Entre 1991 e 1992, ocorre a derrocada final da União Soviética, após o surgimento das políticas da perestroika e glasnost (reestruturação e transparência, em russo), capitaneada pelo então líder soviético Mikhail Gorbachóv. Apesar da tentativa de comandar a transição de forma pacífica, Gorbachóv sofre um golpe, é derrubado, mas um contra-golpe encabeçado por Bóris Ieltsin liberta Gorbachóv. Este último acaba deixando o poder, assumido pelo primeiro, que promove o desmembramento da antiga União Soviética, com grande parte de suas Repúblicas se tornando países independentes. A Rússia, que era o coração do Império, no entanto, passa a enfrentar uma séria crise, tanto política como econômica, para se adaptar à nova realidade pós-socialismo.
Efeitos diretos


Há ainda exemplos de ações tomadas no pós-Guerra que afetam significativamente a vida de algumas populações. É o caso dos alemães, derrotados no conflito: "Vamos pensar hoje uma situação muito típica que é a da Alemanha. Quando a Guerra termina, a Alemanha vai ser dividada pela primeira vez depois de se transformar em uma Nação - ela se transforma em uma nação em 1870. Então, até aquele momento ela se mantém uma nação unida, passando por guerras, mas se mantendo uma nação unida. Ela vai ser dividida inicialmente em quatro forças, que acabam depois virando duas forças. Acabamos tendo a Alemanha Ocidental, que é controle mais ou menos do que era o mundo capitalista, mais objetivamentes os EUA, e a Alemanha Oriental, sob controle, obviamente, do mundo soviético", indica a professora Maria Aparecida Aquino.
"Recentemente, na década de 90, você vai passar pelo processo de integração dessas duas Alemanhas. Então, quer dizer, a Guerra se encerra em 1945, mas quase 50 anos mais tarde é que se vai tentar retornar a uma situação que era a anterior. Só que existe um problema aí no meio: 45, 50 anos decorreram e acabaram formando situações muito diferentes. Então, você tem uma Alemanha Ocidental que era considerada a segunda economia do mundo, pujante, extremamente desenvolvida, que, num dado momento, acaba sendo obrigada a receber uma espécie de `presente de grego´ em termos econômicos. Um pouco ela vai carregar uma Alemanha Oriental que tem não só um processo de desenvolvimento histórico dos últimos 50 anos diferente do dela, como também tem um desenvolvimento econômico completamente distinto. Você vai ter hoje, se alinhavando, embora ainda forte, embora garantindo parte de sua pujança, mas, de certa forma, você tem a modificação de um quadro muito contemporâneo, tentando encontrar seu rumo e que se relaciona, sem dúvida, com o que a Segunda Guerra Mundial deixou", acrescenta Maria Aparecida Aquino
Mesmo estando hoje distantes 60 anos do fim da Segunda Guerra Mundial e tendo agregado à raça humana uma série de elementos que determinaram novas realidades à existência do homem, ainda hoje podemos dizer que os alicerces construídos ao fim daquele triste conflito seguem dando base aos atores que determinam os caminhos por onde estamos a escrever nossa história.
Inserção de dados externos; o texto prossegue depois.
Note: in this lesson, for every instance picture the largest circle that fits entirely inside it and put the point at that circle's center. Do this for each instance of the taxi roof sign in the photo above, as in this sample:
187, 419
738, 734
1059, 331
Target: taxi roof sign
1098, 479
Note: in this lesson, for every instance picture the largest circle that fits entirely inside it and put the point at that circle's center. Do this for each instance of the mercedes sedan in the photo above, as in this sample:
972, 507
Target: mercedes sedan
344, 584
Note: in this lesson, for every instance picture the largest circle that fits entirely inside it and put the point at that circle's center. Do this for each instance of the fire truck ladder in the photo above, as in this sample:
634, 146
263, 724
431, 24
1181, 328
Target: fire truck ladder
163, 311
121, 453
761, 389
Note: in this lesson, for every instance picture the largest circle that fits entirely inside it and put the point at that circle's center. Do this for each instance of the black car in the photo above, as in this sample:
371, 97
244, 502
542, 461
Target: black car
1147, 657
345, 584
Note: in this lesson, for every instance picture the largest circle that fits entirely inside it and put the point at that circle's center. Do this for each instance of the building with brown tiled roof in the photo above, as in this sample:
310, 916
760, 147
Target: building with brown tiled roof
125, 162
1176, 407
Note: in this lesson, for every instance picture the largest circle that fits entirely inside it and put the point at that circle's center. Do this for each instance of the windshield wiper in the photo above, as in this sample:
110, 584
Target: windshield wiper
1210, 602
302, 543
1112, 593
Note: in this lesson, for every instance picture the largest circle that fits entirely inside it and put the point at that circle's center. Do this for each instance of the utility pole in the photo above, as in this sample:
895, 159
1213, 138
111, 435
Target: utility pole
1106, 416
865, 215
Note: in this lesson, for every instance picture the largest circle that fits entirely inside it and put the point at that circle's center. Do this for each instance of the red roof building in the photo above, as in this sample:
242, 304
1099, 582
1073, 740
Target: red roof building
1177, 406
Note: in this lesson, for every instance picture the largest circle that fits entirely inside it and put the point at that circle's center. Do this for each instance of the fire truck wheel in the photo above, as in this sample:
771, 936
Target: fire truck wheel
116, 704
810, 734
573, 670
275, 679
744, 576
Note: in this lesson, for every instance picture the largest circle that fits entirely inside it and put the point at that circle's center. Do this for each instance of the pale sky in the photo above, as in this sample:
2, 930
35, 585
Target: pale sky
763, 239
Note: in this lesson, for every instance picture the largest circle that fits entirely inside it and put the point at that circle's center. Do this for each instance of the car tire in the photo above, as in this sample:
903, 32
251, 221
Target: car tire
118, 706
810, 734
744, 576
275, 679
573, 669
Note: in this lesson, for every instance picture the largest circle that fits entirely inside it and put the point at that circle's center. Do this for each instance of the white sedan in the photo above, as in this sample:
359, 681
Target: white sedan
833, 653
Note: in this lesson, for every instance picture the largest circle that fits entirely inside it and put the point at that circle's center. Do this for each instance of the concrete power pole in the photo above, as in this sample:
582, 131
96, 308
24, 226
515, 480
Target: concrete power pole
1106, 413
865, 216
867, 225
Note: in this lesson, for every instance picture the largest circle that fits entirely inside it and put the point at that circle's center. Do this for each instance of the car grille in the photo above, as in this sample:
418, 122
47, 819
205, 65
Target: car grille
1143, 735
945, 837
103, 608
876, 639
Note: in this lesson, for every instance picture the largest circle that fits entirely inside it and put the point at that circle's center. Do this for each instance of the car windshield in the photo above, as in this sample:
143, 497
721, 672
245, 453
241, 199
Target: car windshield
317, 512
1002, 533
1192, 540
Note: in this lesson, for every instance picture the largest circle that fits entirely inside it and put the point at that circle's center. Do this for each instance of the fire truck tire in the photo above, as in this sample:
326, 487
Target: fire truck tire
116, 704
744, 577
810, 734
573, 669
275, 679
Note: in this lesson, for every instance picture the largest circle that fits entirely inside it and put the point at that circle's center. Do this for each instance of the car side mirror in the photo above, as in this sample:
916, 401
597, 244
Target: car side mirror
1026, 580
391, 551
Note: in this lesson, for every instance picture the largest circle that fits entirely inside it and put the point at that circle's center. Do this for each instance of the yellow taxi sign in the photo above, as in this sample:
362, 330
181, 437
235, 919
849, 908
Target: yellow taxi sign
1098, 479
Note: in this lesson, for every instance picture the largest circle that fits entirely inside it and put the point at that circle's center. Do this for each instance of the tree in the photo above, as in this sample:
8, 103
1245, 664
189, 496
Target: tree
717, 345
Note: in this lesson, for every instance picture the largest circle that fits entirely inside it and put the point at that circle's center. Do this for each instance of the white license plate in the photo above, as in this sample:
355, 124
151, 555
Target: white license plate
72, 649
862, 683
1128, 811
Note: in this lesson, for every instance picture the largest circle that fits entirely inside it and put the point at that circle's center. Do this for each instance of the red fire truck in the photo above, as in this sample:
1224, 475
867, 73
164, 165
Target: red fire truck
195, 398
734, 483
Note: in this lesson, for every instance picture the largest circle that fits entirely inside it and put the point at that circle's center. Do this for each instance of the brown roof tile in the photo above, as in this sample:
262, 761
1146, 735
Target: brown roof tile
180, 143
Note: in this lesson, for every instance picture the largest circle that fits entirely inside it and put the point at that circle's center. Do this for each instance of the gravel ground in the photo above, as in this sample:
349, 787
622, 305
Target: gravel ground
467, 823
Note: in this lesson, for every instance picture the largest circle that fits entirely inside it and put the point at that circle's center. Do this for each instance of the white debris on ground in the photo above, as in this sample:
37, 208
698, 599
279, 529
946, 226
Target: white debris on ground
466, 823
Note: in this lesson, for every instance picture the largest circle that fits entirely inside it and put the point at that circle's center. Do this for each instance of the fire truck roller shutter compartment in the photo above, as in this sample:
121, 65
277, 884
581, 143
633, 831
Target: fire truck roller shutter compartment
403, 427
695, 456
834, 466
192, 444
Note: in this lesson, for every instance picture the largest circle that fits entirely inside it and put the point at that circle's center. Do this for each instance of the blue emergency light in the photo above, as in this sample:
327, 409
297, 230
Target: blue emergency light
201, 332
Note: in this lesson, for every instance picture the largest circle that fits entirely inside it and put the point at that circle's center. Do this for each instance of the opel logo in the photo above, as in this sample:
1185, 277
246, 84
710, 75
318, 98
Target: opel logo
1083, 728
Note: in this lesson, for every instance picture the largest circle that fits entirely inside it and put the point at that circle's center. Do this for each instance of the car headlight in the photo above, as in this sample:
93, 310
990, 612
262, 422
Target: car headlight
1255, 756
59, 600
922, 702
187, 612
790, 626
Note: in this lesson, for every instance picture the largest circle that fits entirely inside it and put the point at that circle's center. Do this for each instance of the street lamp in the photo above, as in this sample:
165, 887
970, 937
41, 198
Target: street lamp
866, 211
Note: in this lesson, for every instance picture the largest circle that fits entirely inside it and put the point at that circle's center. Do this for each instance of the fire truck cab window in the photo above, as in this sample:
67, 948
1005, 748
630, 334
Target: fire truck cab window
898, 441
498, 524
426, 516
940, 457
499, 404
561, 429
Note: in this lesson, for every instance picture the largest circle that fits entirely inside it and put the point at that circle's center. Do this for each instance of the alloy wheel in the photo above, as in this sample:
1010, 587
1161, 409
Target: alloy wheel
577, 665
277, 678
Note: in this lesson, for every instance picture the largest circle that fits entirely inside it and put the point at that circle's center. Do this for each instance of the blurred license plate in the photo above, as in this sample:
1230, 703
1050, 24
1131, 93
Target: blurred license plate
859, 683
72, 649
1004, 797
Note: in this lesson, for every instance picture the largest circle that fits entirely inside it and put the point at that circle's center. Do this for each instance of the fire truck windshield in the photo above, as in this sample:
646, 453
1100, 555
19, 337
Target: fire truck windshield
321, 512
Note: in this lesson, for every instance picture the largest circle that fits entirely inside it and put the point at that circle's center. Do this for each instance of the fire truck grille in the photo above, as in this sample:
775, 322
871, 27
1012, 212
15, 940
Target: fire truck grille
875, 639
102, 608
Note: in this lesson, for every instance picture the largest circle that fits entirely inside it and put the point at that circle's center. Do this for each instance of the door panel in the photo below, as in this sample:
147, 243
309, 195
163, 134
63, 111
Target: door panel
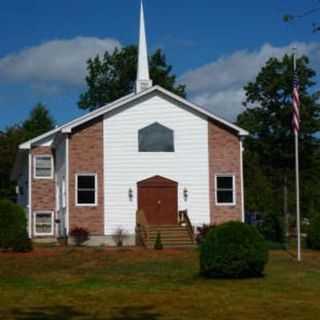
158, 200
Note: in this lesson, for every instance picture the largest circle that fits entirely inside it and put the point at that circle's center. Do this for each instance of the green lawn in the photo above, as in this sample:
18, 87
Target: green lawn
68, 283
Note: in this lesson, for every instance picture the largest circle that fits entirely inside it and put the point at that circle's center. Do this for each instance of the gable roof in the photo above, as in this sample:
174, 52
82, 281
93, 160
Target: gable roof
68, 127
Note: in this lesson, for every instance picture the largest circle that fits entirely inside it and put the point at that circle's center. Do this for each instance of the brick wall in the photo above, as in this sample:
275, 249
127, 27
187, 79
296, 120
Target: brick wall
43, 190
86, 156
224, 158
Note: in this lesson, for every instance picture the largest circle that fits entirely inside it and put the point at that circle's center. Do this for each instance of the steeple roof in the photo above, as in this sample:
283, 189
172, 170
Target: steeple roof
143, 76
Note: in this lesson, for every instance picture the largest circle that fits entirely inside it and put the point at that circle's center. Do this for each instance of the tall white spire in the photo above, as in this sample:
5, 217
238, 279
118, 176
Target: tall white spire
143, 77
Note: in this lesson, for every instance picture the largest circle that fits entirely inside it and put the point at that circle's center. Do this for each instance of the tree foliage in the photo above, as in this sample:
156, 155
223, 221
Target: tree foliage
269, 155
38, 122
113, 76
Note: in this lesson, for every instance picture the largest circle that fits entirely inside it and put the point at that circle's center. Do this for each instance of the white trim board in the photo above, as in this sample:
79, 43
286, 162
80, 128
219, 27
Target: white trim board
34, 223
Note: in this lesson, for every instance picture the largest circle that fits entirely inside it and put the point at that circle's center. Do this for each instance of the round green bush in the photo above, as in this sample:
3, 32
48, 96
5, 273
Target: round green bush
13, 226
313, 234
233, 250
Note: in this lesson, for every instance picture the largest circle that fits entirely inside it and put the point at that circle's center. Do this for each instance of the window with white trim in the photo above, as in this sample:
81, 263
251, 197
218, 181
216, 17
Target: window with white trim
86, 189
43, 167
43, 223
225, 190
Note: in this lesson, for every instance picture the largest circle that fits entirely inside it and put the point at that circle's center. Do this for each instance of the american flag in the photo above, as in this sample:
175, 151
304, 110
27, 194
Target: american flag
296, 104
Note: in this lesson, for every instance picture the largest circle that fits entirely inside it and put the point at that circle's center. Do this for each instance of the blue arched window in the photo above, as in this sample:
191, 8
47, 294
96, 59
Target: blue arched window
156, 138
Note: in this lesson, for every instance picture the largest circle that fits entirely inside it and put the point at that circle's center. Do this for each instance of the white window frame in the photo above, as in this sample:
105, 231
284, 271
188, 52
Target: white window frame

O poder dos EUA como nação hegemônica é o elemento mais marcando do cenário construído nesses últimos 60 anos. Além deste, há também o fortalecimento das bases da democracia, especialmente no mundo Ocidental, o desenvolvimento das tecnologias que têm ajudado a salvar vidas e a permitir que o ser humano viva mais e melhor e a constantação de que, mesmo diante da crueza que reprensenta o poder das armas, principalmente as atômicas, as diversas sociedades têm hoje buscado se integrar mais, se conhecer melhor, em busca de um futuro, se não perfeito, que seja melhor para a maioria dos homens.

Que seja assim, portanto, no caminho do entendimento, que o homem construa sua trajetória nos próximos anos e que a inteligência seja instrumento tanto da preservação de nossa espécie como do mundo que nos sustenta.